IMO no timezone conversion whatsoever should be applied when
persisting LocalDateTime as it doesn't contain any TZ information.
If the target column type requires a TZ, it should be set to UTC,
storing the given value without any shift. I.e. the LDT value
2007-12-03T10:15:30 should be stored as 2007-12-03T10:15:30@UTC, no
matter what's the VM's timezone or any TZ related config.
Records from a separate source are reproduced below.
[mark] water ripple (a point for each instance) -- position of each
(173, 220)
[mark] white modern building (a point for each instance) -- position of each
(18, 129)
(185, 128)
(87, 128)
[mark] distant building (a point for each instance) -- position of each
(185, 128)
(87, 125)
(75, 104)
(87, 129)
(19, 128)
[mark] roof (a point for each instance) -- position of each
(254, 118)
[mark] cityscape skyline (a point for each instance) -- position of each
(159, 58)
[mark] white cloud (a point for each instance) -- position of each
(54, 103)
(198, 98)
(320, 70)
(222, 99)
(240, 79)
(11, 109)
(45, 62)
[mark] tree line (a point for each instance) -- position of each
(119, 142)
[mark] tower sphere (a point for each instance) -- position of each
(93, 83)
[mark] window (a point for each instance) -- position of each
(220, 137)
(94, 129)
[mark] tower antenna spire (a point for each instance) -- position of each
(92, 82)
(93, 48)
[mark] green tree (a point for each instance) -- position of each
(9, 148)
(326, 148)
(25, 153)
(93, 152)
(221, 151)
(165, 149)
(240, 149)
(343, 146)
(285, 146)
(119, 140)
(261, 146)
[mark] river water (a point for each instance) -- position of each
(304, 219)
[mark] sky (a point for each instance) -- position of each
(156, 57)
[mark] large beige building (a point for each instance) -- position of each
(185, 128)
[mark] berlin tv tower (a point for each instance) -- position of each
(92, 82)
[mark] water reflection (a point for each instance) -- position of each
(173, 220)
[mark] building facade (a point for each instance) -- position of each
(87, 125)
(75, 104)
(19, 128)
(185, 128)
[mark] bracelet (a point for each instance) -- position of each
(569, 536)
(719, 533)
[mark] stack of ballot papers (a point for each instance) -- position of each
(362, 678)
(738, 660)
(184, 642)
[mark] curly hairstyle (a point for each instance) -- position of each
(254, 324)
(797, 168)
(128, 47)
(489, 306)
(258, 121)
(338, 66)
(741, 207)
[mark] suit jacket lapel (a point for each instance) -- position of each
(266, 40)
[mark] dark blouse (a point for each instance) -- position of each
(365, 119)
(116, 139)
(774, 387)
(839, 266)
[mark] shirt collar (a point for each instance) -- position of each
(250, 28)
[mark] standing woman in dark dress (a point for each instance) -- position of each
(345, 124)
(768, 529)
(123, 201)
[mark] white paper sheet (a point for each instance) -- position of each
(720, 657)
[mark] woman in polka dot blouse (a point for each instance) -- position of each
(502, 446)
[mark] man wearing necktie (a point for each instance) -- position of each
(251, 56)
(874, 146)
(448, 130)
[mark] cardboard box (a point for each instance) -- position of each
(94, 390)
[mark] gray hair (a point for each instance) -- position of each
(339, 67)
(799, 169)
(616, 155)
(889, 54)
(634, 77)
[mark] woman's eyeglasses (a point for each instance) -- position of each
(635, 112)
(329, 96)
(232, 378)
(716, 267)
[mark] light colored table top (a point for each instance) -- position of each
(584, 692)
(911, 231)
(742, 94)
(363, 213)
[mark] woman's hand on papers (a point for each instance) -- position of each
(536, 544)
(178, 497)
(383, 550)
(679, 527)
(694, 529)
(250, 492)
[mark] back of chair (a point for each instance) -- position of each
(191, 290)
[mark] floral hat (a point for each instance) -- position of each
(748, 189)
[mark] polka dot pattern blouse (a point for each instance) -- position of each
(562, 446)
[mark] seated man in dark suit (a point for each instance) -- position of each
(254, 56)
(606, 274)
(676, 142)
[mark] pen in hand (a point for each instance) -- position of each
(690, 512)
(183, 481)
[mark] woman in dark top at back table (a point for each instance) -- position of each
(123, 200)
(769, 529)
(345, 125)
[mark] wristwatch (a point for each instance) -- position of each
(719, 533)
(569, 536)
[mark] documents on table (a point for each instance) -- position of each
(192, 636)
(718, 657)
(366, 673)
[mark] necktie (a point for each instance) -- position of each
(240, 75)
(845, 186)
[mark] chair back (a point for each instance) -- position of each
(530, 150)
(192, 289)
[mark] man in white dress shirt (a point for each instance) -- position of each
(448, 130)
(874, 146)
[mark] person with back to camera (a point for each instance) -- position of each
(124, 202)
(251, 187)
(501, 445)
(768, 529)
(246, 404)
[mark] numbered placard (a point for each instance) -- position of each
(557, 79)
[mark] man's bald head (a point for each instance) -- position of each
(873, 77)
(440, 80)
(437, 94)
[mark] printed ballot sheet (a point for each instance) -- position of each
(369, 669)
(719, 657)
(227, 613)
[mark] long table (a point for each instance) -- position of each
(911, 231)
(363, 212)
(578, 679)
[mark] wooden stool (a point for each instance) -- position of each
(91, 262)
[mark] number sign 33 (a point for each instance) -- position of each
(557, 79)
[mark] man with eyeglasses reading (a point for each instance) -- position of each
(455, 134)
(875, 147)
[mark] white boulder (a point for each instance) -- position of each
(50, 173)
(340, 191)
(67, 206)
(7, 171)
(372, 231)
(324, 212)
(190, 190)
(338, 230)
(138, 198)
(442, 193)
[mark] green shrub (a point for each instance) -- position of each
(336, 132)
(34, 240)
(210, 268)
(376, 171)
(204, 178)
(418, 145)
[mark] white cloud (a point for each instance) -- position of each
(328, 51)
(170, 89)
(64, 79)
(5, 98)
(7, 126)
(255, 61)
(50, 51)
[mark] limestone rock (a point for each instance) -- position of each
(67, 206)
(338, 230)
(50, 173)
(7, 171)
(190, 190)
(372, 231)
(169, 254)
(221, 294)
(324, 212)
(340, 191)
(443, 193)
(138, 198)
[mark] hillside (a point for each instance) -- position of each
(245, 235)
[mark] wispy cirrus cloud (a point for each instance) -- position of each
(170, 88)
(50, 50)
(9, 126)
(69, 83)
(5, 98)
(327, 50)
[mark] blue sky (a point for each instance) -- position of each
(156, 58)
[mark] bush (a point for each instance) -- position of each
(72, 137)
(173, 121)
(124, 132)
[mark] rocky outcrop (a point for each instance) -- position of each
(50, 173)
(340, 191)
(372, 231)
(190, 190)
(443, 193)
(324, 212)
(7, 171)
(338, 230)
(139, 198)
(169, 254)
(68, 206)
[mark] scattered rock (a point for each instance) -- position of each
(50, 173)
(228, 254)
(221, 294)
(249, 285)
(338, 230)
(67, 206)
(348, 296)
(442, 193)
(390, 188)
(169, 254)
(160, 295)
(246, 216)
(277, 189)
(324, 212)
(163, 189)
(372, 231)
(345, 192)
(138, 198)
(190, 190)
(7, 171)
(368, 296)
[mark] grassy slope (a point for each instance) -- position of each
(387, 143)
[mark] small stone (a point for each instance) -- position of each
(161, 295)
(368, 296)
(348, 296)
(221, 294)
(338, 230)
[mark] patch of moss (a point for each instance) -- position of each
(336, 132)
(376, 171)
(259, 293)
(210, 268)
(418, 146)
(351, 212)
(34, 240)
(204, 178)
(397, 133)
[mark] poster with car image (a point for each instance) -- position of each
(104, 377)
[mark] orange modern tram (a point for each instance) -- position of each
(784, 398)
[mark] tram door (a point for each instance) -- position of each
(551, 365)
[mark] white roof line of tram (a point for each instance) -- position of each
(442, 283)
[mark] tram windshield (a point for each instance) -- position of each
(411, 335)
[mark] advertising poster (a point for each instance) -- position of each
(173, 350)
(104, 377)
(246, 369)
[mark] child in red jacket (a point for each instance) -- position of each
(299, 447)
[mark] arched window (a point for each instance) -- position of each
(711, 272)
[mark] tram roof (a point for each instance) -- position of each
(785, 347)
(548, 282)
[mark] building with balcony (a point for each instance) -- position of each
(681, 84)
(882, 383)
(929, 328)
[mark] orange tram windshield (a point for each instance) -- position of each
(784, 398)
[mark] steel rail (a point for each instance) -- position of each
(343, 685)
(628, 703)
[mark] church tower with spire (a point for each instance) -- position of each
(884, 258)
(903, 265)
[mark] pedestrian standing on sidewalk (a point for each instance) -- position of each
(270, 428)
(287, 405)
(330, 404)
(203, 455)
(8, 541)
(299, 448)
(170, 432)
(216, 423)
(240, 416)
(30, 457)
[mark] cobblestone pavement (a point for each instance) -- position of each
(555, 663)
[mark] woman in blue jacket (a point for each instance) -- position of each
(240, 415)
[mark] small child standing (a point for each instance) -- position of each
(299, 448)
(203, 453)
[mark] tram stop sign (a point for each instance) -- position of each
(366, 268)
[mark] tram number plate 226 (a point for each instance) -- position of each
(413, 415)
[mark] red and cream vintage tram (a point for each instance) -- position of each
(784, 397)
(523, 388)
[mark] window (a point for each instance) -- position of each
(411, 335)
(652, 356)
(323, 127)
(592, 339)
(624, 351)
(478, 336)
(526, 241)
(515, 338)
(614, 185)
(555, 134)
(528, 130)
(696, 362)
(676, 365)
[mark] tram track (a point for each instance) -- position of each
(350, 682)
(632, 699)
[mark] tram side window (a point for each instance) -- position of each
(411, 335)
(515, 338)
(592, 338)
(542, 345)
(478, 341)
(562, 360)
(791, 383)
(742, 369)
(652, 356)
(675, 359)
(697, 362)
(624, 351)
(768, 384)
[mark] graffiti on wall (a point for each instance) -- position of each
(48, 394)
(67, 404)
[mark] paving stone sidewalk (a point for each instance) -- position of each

This allows
to retrieve the original value later on, also if e.g. the loading VM
is in a different TZ.
In fact I'd even recommend to use a string-based column type to store
LDT, as it avoids these kinds of issues altogether.
--Gunnar
Am Fr., 5. Okt. 2018 um 07:15 Uhr schrieb Vlad Mihalcea
<mihalcea.vlad(a)gmail.com>:
Hi,
While reviewing this Jira issue:
https://hibernate.atlassian.net/browse/HHH-12988
and further discussing it via Twitter, I wonder if we should persist
LocalTime as-is without any TimeZone transformation
that may be done if we enable `hibernate.jdbc.time_zone`?
According to the Date/Time API, LocalTime should not be relative to any
TimeZone.
If we make this change, it means we need to use a LocalTime SQL descriptor
that ignores the jdbc.time_zone property,
and the change is going to break compatibility as well.